Some significant bills have cleared both chambers and been signed into law, including an overhaul of accountability rules for the Department of Veterans Affairs and the repeal of Obama-era regulations.

But Democrats said the list of basic bills remaining is stunning.

The deadline for a 2018 budget was April 15, yet neither chamber has written one. Infrastructure — an issue on which both sides of the aisle thought they could reach bipartisan agreement — also has fallen by the wayside. In addition, deadlines are looming in the fall for raising the debt limit and avoiding a government shutdown.

“Republicans have yet to pass a single appropriations bill. There’s also been no jobs bill, no infrastructure bill, no budget, and no plan to avert a catastrophic default on the full faith and credit of the United States,” the office of Minority Leader Nancy Pelosi, California Democrat, said in a memo Wednesday.

The lack of a budget is a particular black eye for Republicans, who in previous years mocked Democrats for their inability to pass a blueprint. At one point, the Republican-led House even forced through the No Budget, No Pay Act of 2013, which withheld lawmakers’ pay until they approved a budget for the next fiscal year.

Mr. Ryan has predicted that this could be the most productive Congress in modern history. Just weeks ago, he said it’s already “the most productive Congress since the mid-’80s.”

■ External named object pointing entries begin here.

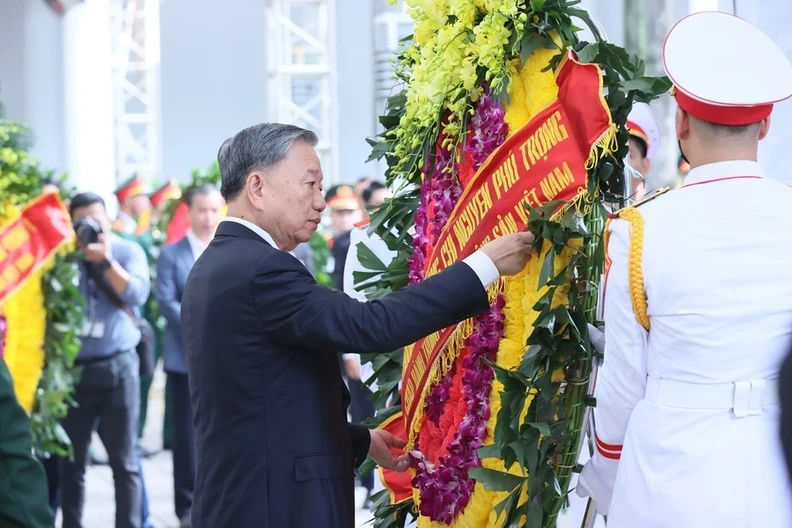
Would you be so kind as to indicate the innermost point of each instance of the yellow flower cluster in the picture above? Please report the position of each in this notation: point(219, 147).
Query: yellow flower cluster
point(452, 40)
point(27, 318)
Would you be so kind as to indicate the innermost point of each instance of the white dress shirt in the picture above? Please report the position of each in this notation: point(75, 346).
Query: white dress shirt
point(196, 244)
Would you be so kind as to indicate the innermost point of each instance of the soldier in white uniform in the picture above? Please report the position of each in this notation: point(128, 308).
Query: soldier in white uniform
point(698, 306)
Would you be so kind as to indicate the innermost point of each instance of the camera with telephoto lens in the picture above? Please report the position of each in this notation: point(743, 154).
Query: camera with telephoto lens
point(87, 230)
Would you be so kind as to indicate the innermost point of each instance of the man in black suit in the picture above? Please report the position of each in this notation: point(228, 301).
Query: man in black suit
point(260, 336)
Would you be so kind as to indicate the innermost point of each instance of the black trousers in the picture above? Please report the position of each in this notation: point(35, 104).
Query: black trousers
point(183, 444)
point(108, 394)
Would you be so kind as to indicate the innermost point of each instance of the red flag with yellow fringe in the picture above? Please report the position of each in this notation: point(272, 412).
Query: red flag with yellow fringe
point(28, 242)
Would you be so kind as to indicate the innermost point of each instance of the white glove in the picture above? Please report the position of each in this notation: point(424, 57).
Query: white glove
point(597, 338)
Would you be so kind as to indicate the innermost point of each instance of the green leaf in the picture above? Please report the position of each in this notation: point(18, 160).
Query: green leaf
point(547, 267)
point(490, 451)
point(495, 480)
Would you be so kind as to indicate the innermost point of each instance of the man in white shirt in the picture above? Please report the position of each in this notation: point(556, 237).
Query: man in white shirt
point(205, 207)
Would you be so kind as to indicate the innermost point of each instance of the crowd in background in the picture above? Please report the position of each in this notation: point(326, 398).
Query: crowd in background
point(132, 275)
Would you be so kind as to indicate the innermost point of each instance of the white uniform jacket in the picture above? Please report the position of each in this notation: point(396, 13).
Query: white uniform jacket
point(717, 272)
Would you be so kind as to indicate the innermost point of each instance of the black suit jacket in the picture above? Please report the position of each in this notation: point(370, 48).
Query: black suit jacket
point(274, 448)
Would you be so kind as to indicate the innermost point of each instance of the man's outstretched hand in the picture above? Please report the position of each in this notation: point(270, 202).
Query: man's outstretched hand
point(510, 253)
point(379, 450)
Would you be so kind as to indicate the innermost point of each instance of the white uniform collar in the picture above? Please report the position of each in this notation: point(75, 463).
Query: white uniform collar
point(253, 227)
point(723, 170)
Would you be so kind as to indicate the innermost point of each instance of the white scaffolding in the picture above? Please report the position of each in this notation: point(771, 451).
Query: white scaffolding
point(301, 72)
point(135, 56)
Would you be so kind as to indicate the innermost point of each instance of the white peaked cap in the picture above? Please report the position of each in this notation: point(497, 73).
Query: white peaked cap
point(641, 124)
point(725, 70)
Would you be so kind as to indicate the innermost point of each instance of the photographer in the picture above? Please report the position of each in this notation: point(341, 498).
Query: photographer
point(114, 279)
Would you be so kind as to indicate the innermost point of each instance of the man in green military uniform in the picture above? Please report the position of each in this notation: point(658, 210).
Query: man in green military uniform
point(24, 502)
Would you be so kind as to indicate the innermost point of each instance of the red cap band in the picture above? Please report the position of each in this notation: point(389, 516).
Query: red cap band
point(722, 115)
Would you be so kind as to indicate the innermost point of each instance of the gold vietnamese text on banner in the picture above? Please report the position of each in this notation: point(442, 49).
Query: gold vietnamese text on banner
point(28, 242)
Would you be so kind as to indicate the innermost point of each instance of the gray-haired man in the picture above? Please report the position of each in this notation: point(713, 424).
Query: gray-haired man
point(261, 339)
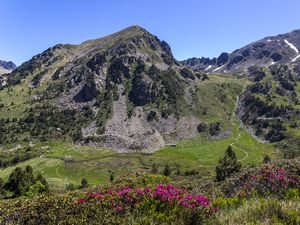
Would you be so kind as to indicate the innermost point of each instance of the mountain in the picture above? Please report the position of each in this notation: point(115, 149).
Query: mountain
point(123, 91)
point(280, 49)
point(127, 92)
point(6, 67)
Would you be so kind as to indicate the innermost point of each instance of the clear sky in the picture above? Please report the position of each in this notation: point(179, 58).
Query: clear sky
point(193, 28)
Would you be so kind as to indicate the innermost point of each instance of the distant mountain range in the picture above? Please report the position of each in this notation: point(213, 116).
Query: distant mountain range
point(126, 91)
point(6, 67)
point(280, 49)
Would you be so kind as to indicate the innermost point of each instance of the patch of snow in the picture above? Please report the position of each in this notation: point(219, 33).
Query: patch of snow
point(291, 46)
point(215, 70)
point(294, 59)
point(207, 68)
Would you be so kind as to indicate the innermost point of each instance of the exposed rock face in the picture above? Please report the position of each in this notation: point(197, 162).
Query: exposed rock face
point(280, 49)
point(6, 67)
point(125, 78)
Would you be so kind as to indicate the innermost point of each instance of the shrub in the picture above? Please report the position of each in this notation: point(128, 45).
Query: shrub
point(228, 165)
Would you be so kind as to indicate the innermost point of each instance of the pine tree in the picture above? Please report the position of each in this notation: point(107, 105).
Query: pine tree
point(227, 165)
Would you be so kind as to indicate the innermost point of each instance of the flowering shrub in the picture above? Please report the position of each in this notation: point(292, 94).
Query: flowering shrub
point(271, 179)
point(163, 198)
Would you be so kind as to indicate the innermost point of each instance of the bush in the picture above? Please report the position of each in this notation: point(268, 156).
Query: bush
point(228, 165)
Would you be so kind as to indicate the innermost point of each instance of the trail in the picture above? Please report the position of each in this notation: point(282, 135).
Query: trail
point(241, 125)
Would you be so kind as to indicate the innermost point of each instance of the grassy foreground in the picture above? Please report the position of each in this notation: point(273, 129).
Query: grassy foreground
point(65, 163)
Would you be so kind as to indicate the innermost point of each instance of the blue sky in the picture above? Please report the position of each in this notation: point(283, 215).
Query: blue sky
point(191, 27)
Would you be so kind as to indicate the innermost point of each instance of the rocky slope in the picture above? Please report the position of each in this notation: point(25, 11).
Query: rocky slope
point(6, 67)
point(136, 92)
point(280, 49)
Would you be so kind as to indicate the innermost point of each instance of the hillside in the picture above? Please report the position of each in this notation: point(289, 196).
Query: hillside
point(124, 91)
point(117, 131)
point(279, 49)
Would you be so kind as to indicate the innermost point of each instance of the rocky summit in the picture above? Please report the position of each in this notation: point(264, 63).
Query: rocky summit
point(6, 67)
point(280, 49)
point(129, 80)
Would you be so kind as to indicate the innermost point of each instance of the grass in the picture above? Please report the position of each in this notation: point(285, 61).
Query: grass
point(65, 163)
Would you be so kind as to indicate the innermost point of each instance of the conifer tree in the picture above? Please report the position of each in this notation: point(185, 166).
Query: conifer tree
point(227, 165)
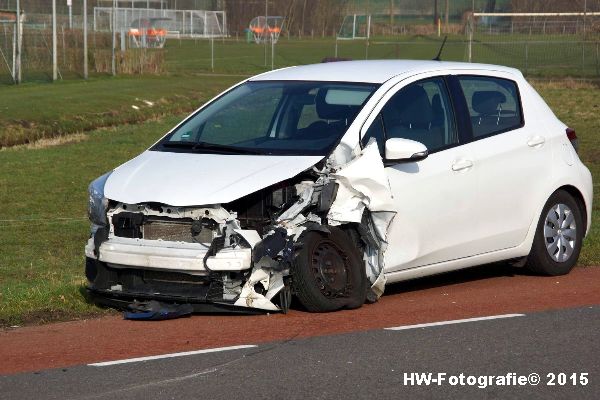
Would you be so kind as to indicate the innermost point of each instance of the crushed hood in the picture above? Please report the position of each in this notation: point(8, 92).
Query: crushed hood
point(184, 179)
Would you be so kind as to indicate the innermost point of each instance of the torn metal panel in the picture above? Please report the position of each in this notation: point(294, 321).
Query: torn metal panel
point(364, 197)
point(268, 281)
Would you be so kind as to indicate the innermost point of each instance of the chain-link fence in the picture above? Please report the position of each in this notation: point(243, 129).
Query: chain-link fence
point(564, 42)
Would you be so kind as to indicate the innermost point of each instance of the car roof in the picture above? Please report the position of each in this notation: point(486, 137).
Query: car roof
point(371, 71)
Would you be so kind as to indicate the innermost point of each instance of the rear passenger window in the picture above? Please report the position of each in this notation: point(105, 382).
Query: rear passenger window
point(420, 111)
point(494, 104)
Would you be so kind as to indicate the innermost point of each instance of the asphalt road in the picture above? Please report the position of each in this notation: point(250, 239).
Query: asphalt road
point(369, 364)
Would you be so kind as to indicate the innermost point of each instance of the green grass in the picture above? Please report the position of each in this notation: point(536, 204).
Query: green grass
point(31, 112)
point(34, 111)
point(43, 225)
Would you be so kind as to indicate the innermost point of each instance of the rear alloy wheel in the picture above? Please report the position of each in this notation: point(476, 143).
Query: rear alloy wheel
point(558, 238)
point(328, 272)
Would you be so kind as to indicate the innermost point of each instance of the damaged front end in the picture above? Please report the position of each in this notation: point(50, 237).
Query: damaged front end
point(244, 255)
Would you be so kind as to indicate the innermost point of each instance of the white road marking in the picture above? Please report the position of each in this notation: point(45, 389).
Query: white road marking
point(171, 355)
point(456, 321)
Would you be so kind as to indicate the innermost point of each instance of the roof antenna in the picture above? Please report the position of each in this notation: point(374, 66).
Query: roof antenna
point(437, 58)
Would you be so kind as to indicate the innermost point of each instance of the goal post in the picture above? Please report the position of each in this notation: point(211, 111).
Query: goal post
point(355, 26)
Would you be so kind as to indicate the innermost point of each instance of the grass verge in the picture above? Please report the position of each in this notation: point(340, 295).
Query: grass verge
point(32, 112)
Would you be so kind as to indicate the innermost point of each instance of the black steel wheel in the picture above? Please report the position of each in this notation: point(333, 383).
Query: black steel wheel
point(328, 272)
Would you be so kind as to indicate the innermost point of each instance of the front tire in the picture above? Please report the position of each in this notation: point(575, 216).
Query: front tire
point(558, 237)
point(328, 272)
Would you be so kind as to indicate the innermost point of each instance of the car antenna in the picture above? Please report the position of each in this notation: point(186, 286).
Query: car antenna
point(437, 58)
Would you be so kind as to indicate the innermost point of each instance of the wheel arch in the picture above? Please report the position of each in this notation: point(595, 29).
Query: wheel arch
point(579, 199)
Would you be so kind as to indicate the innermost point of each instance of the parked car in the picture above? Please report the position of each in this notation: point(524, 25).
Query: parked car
point(327, 182)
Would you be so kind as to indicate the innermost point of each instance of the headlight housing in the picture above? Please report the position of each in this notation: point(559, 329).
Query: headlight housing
point(98, 204)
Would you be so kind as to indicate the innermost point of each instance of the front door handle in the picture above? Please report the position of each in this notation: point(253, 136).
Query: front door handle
point(460, 165)
point(536, 141)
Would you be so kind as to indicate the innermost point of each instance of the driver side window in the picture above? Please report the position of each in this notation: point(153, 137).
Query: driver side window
point(420, 111)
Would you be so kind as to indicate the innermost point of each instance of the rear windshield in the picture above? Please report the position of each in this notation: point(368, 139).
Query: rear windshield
point(272, 117)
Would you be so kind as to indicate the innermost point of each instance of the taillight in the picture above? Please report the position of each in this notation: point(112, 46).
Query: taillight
point(572, 138)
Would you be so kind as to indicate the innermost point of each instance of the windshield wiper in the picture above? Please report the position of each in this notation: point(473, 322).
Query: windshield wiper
point(211, 147)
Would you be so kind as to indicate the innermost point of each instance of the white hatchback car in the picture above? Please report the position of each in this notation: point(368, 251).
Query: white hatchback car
point(327, 181)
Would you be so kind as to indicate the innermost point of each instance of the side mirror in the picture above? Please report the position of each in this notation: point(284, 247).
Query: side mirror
point(403, 150)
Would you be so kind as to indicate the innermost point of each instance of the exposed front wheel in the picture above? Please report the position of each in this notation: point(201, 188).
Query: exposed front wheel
point(558, 237)
point(328, 272)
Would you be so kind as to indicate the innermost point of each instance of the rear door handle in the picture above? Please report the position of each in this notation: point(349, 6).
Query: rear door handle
point(462, 165)
point(536, 141)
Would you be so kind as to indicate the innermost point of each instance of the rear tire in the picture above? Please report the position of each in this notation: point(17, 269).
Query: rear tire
point(558, 237)
point(328, 272)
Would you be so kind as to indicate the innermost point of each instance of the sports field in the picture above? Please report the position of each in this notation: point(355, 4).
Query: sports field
point(91, 127)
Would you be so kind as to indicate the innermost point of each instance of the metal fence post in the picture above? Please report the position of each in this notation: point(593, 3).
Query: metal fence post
point(526, 57)
point(597, 66)
point(54, 40)
point(470, 29)
point(19, 27)
point(85, 55)
point(114, 40)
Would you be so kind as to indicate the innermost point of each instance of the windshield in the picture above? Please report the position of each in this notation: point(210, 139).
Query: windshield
point(268, 117)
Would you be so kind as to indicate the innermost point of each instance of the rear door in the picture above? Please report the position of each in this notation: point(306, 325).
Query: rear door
point(434, 197)
point(510, 158)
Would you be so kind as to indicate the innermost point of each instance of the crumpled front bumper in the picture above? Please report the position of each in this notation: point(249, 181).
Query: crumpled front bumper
point(120, 287)
point(162, 255)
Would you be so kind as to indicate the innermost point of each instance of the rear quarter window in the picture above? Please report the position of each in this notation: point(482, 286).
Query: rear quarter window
point(494, 104)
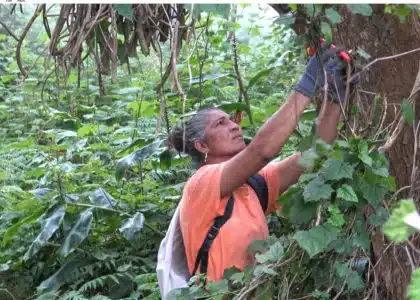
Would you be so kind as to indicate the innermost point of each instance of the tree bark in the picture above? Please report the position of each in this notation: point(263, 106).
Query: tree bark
point(384, 35)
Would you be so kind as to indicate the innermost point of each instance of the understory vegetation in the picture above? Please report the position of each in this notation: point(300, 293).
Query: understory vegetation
point(88, 185)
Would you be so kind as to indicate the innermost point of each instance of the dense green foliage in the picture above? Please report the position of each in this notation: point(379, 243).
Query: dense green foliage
point(88, 186)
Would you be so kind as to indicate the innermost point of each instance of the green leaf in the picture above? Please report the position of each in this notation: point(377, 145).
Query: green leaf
point(326, 30)
point(396, 228)
point(274, 254)
point(316, 239)
point(380, 217)
point(362, 9)
point(317, 190)
point(254, 80)
point(11, 231)
point(345, 273)
point(336, 169)
point(132, 226)
point(78, 233)
point(136, 157)
point(372, 192)
point(101, 198)
point(264, 269)
point(87, 130)
point(363, 53)
point(333, 15)
point(124, 10)
point(347, 193)
point(51, 225)
point(336, 218)
point(407, 112)
point(297, 210)
point(413, 290)
point(308, 158)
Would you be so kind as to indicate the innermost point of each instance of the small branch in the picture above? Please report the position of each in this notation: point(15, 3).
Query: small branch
point(382, 58)
point(22, 37)
point(242, 90)
point(9, 31)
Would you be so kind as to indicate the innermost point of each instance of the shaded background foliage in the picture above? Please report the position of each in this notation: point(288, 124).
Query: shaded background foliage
point(88, 186)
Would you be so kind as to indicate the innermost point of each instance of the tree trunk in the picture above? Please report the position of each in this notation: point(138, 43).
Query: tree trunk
point(384, 35)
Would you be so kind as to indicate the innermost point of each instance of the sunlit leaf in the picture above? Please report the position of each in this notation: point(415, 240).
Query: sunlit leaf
point(101, 198)
point(347, 193)
point(316, 239)
point(362, 9)
point(136, 157)
point(78, 233)
point(50, 226)
point(316, 190)
point(132, 226)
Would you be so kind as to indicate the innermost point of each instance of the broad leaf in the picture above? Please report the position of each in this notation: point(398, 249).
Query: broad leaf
point(396, 229)
point(316, 239)
point(298, 211)
point(336, 169)
point(347, 193)
point(335, 218)
point(66, 273)
point(78, 233)
point(136, 157)
point(333, 15)
point(11, 232)
point(362, 9)
point(50, 227)
point(380, 217)
point(132, 226)
point(101, 198)
point(273, 255)
point(317, 190)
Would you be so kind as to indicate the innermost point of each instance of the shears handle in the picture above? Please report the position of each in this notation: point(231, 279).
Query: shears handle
point(342, 54)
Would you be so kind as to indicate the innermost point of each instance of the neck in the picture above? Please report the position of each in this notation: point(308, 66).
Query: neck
point(217, 159)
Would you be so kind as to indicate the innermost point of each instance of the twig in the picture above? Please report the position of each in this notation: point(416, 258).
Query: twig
point(383, 58)
point(22, 37)
point(9, 31)
point(416, 145)
point(9, 293)
point(242, 90)
point(413, 267)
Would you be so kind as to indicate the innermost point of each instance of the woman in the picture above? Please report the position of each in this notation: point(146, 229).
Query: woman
point(215, 141)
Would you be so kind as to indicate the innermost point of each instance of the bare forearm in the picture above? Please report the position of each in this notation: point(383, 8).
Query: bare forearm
point(276, 130)
point(327, 125)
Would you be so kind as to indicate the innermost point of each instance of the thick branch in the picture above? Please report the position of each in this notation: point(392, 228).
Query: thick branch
point(9, 31)
point(242, 90)
point(22, 37)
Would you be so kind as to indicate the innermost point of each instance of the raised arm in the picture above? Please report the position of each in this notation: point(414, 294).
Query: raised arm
point(269, 140)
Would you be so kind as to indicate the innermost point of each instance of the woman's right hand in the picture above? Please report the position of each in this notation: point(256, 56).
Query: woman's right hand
point(313, 78)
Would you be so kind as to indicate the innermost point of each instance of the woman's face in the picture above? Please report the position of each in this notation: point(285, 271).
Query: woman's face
point(223, 136)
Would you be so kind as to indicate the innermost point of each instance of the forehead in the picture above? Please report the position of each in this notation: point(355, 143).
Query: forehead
point(216, 114)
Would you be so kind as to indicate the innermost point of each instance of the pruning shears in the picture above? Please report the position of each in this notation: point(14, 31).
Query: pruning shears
point(310, 51)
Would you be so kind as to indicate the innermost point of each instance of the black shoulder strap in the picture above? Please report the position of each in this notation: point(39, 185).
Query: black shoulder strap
point(259, 185)
point(203, 254)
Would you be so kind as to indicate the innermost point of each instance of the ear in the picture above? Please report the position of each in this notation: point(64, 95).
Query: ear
point(200, 146)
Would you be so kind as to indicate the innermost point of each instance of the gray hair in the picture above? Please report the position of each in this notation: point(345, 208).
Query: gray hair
point(194, 131)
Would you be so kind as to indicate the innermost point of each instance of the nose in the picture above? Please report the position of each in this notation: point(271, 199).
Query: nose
point(234, 126)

The Times’ Legislative Activity Index doesn’t bear that out. According to the index, which uses Congressional Record statistics to evaluate the overall pace of activity on the chamber floors, 2017 ranks 57th out of the 71 years for which records exist.

Taken alone, the House, which Mr. Ryan oversees, was fairly active, clearing some 260 bills and joint resolutions through the chamber and having 29 of its bills signed into law.

Senators, though, lagged well behind, notching the fifth-worst year on record. Particularly damaging to senators was the lack of action on nominations, making 2017 the second-worst year on record through the first six months. The only worse year was 1999.

The nomination gridlock has grown so bad that Democrats over the past couple of weeks mounted a filibuster of a federal judge who was originally nominated by President Obama.

David C. Nye, a state court judge in Idaho, was nominated to the federal bench in April 2016, but his nomination stalled as the end of Mr. Obama’s tenure neared. Mr. Trump renominated Judge Nye in May.

The judge was finally approved on a 100-0 vote Wednesday, but only after Democrats, in addition to forcing a filibuster vote, made the Senate run the clock on 30 hours of debate time on a nomination they unanimously supported.

Majority Leader Mitch McConnell, Kentucky Republican, said if Democrats continue that level of obstruction, it would take the chamber more than 11 years to get a full administration in place.

“This is not about changing an outcome; it’s about wasting time to make it more difficult for the president to make appointments,” he said Tuesday, chastising Democrats for the delays.

Minority Leader Charles E. Schumer, New York Democrat, countered that Republicans shared the blame because they controlled the Senate last year and could have sped Judge Nye’s nomination through the chamber. But Republicans were intent on blocking Obama court picks, confirming fewer than any other Congress in nearly 60 years.

Mr. Schumer said Republican complaints were an attempt “to shift the blame and attention away from their health care bill.”